Few beltway types seem to truly realize that oil prices are a basic component of America’s economic health. We in the transportation industry deal with it every day. The price of oil impacts every product conceived, planned, designed, sourced, built, delivered, returned, disposed of—at every one of these stages. When energy prices go up, so do prices on everything. Why transfer all the economic gains we have achieved through SCM, good management and great technology to the oil producing nations, power intermediaries and the oil companies just because we have no policy or no will to implement one? It will grind this economy to a halt.

The previous administration’s lack of energy leadership is primarily responsible for getting us in this situation. Second is the oil producing nations’ idea that the explosion and run-up in the stock market had the United States rolling in dough. They wanted a piece of it. Drop production to boost the price. The severe loss of face the United States suffered thanks to the Lewinsky and other scandals convinced the oil producing nations that the Clinton administration would/could do little about their gambit.

Other factors: environmental regulations that are being phased in too quickly, causing production slowdowns at refineries. Some energy intermediaries have been gouging. Oil, fuel, and energy taxes are too high. And then there are state regulations.

Unlike the Clinton crew, the incoming Bush team has some experience with this issue. Did anyone notice the price of oil quickly and magically came down when Bush was declared winner in the waning days of 2000? The media apparently missed the correlation.

The question is will Bush act in our interests or is he one of them?
Here are just a few ideas on crafting an effective energy policy. Perhaps Bush the elder could act as an emissary to the oil producing nations to encourage them not to be greedy. Their payments and investments are mostly in dollars. So it is folly to stall the U.S. economy, because their own treasure will be depleted with ours. Better to bleed us slowly—”pump more and prosper.”

Or perhaps a Nixonesque China move: repair our relationship with Iran and other outcast oil producing nations. They need cash, we need oil. The Bush administration would be partially immune to criticism given perceived hawkish foreign policy and the experience of Cheney and Powell.

Want another short-term idea for immediate real and psychological impact on fuel prices?

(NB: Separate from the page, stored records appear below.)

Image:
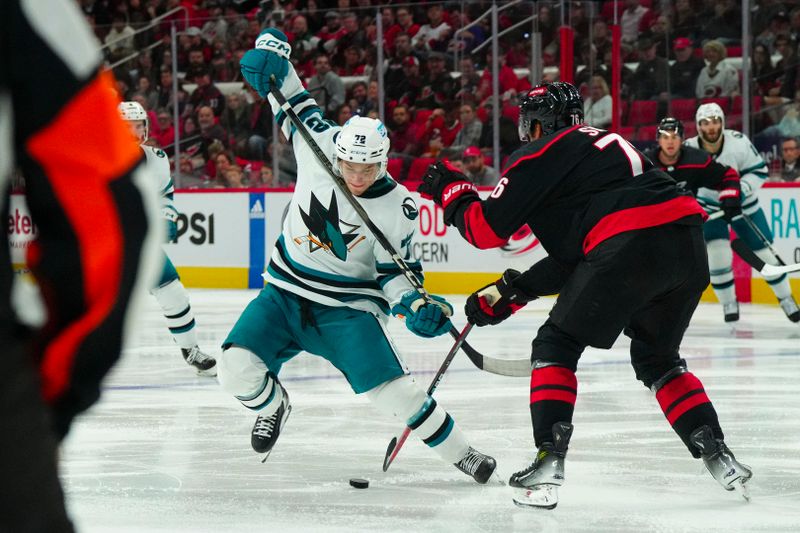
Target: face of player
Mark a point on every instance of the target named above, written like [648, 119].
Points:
[359, 176]
[670, 144]
[711, 129]
[138, 129]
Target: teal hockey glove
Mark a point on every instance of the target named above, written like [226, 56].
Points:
[269, 58]
[425, 320]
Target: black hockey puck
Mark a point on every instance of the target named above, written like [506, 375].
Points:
[359, 483]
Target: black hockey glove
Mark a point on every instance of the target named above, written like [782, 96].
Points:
[448, 188]
[730, 199]
[497, 301]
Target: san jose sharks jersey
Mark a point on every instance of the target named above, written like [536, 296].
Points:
[325, 252]
[158, 165]
[738, 153]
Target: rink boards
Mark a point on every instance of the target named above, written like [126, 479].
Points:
[225, 239]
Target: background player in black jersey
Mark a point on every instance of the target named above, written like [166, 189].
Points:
[692, 168]
[626, 253]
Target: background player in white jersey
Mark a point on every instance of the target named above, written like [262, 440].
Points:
[169, 291]
[734, 149]
[331, 284]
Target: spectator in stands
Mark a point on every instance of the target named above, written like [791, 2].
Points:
[216, 25]
[403, 134]
[343, 114]
[119, 39]
[633, 17]
[326, 86]
[405, 19]
[236, 121]
[764, 74]
[468, 83]
[233, 177]
[358, 99]
[471, 129]
[144, 88]
[652, 75]
[438, 86]
[597, 108]
[411, 86]
[207, 93]
[332, 32]
[787, 65]
[601, 37]
[717, 79]
[724, 22]
[163, 131]
[790, 150]
[210, 131]
[507, 78]
[261, 124]
[685, 69]
[353, 62]
[196, 65]
[435, 34]
[402, 46]
[476, 170]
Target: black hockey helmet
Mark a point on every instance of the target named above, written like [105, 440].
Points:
[553, 105]
[670, 125]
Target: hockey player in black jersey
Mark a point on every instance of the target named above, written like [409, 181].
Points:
[626, 253]
[693, 168]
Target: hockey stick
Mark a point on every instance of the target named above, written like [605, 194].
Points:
[515, 368]
[749, 257]
[397, 443]
[763, 239]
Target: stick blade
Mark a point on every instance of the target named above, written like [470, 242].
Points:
[389, 455]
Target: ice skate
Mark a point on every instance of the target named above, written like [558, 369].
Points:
[478, 465]
[203, 363]
[267, 429]
[731, 311]
[719, 460]
[537, 485]
[789, 307]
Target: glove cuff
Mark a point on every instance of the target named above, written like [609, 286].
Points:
[457, 189]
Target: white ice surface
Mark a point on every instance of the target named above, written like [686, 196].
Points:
[167, 451]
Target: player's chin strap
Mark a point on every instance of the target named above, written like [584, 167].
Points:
[515, 368]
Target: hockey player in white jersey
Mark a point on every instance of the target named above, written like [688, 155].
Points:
[331, 286]
[734, 149]
[169, 292]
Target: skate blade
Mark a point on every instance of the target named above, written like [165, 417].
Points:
[539, 497]
[741, 489]
[285, 418]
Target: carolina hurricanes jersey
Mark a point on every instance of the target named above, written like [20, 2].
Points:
[325, 252]
[576, 188]
[695, 169]
[158, 165]
[739, 153]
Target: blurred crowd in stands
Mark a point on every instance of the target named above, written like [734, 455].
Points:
[436, 74]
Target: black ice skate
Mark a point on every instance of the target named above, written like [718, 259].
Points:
[789, 307]
[267, 429]
[475, 464]
[203, 363]
[719, 460]
[731, 311]
[537, 485]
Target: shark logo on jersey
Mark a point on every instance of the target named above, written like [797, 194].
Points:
[410, 208]
[324, 229]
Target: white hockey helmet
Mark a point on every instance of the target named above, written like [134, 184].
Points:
[708, 111]
[363, 140]
[134, 112]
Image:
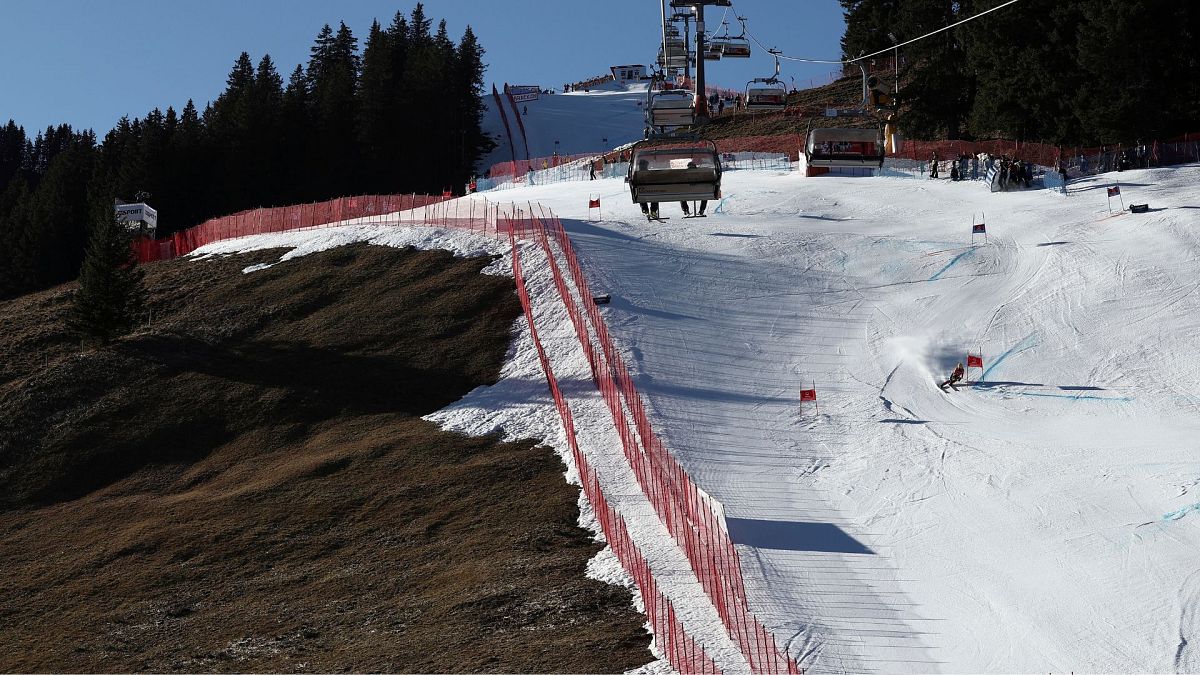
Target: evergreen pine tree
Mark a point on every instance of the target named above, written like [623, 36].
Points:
[111, 291]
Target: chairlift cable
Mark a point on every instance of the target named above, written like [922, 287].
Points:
[943, 29]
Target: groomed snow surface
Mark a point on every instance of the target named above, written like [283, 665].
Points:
[1044, 519]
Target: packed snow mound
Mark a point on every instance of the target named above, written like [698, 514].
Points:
[579, 121]
[1042, 518]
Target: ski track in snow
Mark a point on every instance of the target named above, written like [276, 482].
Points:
[901, 529]
[1017, 525]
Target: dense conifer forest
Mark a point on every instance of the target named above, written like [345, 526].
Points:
[1075, 72]
[342, 124]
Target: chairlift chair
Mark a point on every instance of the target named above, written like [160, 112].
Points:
[737, 46]
[671, 108]
[853, 148]
[675, 168]
[767, 93]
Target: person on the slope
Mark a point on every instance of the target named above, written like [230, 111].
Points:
[703, 203]
[955, 377]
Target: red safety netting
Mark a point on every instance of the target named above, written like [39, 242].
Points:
[690, 515]
[301, 216]
[684, 653]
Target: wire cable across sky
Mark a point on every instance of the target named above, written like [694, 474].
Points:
[839, 63]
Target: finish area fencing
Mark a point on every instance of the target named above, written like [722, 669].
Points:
[694, 519]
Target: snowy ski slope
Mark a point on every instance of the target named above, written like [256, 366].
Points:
[579, 121]
[1044, 519]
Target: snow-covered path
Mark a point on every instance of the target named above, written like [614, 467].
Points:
[1041, 520]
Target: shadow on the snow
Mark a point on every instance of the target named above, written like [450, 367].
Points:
[780, 535]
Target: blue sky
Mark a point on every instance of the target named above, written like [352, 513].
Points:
[87, 63]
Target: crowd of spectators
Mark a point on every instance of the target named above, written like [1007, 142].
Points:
[583, 85]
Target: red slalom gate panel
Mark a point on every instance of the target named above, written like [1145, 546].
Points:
[681, 650]
[687, 513]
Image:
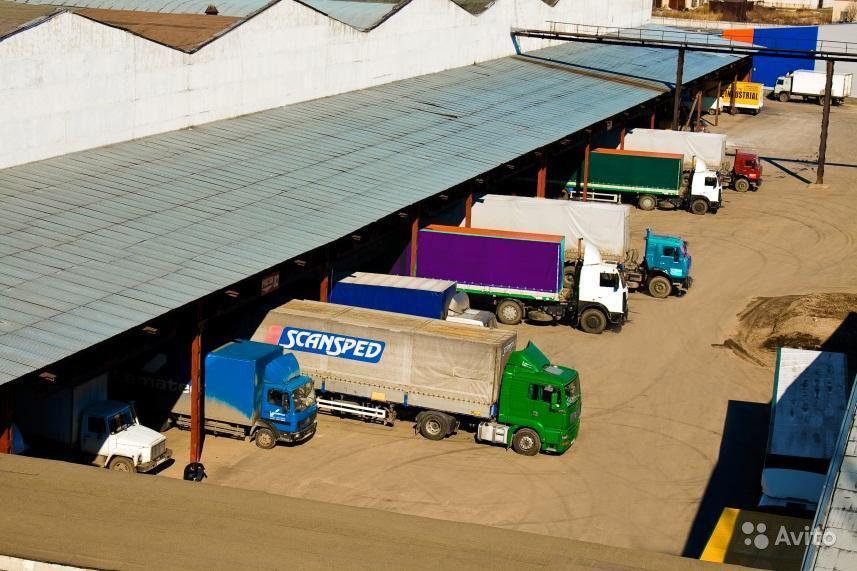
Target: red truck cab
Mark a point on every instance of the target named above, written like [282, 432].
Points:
[746, 172]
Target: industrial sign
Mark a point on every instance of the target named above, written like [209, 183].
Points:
[270, 283]
[331, 344]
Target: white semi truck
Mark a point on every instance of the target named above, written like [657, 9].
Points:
[81, 420]
[378, 365]
[808, 84]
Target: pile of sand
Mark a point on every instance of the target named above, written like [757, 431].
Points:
[820, 321]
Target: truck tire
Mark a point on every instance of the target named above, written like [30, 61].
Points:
[526, 442]
[122, 464]
[647, 202]
[433, 425]
[699, 206]
[593, 321]
[510, 312]
[742, 184]
[265, 438]
[659, 287]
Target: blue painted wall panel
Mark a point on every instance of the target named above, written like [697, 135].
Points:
[767, 69]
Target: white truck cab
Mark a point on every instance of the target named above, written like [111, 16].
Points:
[602, 288]
[111, 433]
[460, 312]
[705, 184]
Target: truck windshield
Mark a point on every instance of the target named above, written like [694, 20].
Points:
[304, 397]
[121, 420]
[572, 391]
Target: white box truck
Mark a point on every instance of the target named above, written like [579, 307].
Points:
[742, 173]
[810, 394]
[79, 419]
[808, 84]
[378, 365]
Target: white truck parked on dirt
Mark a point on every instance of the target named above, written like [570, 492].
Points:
[80, 420]
[810, 85]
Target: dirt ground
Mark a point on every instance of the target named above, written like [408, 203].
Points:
[673, 420]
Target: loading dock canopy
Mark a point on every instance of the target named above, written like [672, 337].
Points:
[95, 243]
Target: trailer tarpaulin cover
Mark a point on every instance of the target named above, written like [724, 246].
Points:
[385, 356]
[709, 148]
[606, 226]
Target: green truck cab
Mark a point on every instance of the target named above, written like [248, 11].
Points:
[540, 402]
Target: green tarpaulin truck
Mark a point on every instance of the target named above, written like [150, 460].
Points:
[650, 179]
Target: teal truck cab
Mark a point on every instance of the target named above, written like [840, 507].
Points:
[253, 390]
[539, 402]
[664, 268]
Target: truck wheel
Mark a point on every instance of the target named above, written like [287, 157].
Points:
[699, 206]
[660, 287]
[647, 202]
[433, 425]
[526, 442]
[593, 321]
[265, 438]
[122, 464]
[510, 312]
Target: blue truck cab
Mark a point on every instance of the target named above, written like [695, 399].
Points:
[666, 264]
[253, 390]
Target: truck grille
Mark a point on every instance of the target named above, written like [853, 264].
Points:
[306, 422]
[159, 449]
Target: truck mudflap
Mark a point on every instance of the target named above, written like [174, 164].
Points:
[152, 464]
[303, 434]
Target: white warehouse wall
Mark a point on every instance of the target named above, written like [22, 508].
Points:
[71, 83]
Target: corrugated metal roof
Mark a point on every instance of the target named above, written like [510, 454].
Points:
[98, 242]
[360, 14]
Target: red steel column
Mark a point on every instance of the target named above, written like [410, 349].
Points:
[698, 109]
[415, 233]
[197, 391]
[468, 209]
[719, 93]
[6, 430]
[542, 177]
[586, 169]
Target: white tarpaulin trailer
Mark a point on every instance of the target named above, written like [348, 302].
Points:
[606, 226]
[710, 148]
[390, 357]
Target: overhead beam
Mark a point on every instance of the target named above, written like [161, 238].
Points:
[731, 48]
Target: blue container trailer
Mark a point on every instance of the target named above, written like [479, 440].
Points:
[400, 294]
[253, 390]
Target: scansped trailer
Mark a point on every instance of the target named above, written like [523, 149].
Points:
[377, 364]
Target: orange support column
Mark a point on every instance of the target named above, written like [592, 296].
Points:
[415, 234]
[197, 395]
[542, 177]
[586, 170]
[468, 209]
[6, 429]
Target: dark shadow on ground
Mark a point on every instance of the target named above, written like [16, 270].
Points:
[736, 479]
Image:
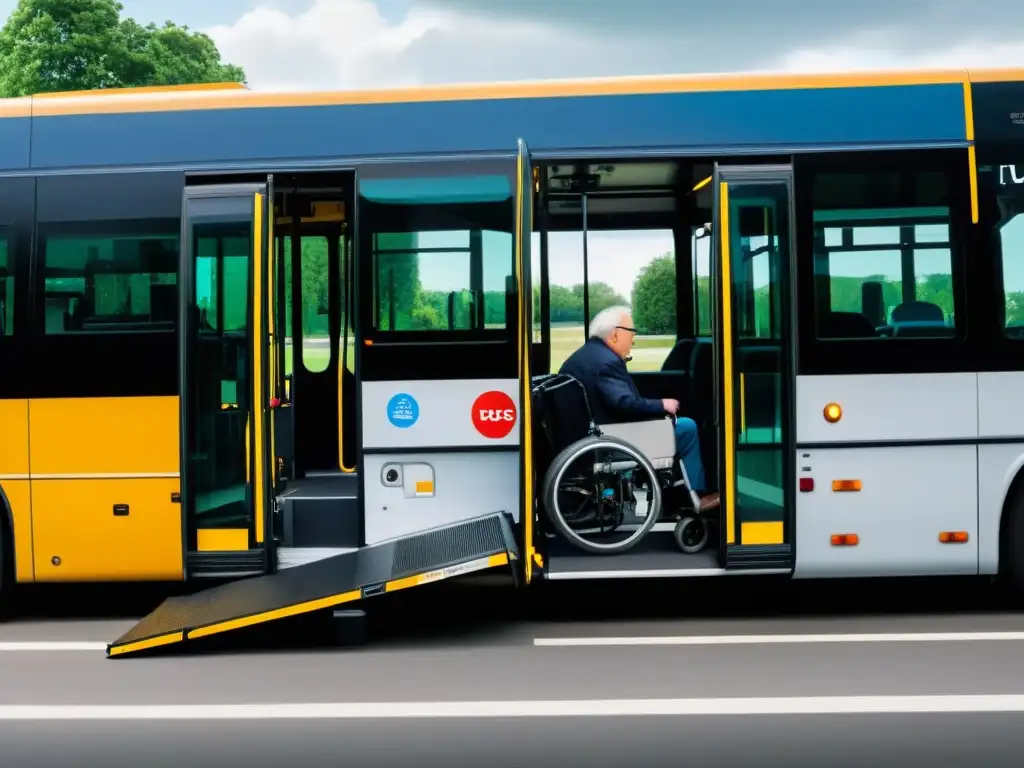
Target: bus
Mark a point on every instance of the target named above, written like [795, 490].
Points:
[306, 346]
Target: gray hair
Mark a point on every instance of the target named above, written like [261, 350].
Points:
[605, 322]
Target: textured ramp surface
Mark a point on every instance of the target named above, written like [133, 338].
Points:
[307, 588]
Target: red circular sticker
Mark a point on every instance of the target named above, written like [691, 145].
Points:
[494, 414]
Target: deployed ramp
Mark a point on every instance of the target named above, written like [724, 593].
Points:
[422, 558]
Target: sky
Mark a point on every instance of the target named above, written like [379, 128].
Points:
[337, 44]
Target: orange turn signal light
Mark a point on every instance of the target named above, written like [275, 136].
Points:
[846, 486]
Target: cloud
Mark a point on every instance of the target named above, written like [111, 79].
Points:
[882, 50]
[350, 44]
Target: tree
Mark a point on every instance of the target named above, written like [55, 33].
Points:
[654, 297]
[70, 45]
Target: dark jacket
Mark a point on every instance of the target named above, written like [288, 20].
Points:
[612, 394]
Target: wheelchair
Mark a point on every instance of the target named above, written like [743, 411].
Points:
[602, 495]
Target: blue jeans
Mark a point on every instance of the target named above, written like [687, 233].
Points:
[688, 449]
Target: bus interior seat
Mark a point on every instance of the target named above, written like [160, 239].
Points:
[847, 326]
[918, 318]
[872, 302]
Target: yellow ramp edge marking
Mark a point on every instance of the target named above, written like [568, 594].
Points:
[306, 607]
[271, 615]
[153, 642]
[482, 563]
[762, 532]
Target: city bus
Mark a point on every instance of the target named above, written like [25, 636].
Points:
[304, 349]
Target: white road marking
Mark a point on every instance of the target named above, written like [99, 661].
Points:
[907, 637]
[587, 708]
[38, 646]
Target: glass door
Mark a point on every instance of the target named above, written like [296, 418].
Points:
[754, 344]
[227, 356]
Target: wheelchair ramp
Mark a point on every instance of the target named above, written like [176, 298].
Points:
[422, 558]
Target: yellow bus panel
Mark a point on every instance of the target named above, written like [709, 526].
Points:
[107, 529]
[14, 445]
[103, 437]
[14, 481]
[19, 498]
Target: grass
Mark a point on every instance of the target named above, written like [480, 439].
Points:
[648, 351]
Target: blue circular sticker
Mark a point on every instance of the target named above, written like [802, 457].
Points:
[402, 411]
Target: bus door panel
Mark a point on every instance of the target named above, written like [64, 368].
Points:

Suspend collection of federal excise taxes and duties on gas, natural gas, heating oil, and fuel oil. In one stroke, Bush can have politically correct tax relief. How egalitarian. Every user of heat and light, every driver, everyone running trucks, every mass transit system and every consumer would benefit as those billions are redirected from government coffers back into the private sector.

Oil companies and intermediaries would be watched carefully by those who know the tricks, to ensure that savings would be passed along to the consumer. TV economists would have to stop spinning the “tax relief is no good because by the time it kicks in any recession would be long gone” theory. This tax cut would have immediate effect and it would not go to the “wealthiest one percent in America.”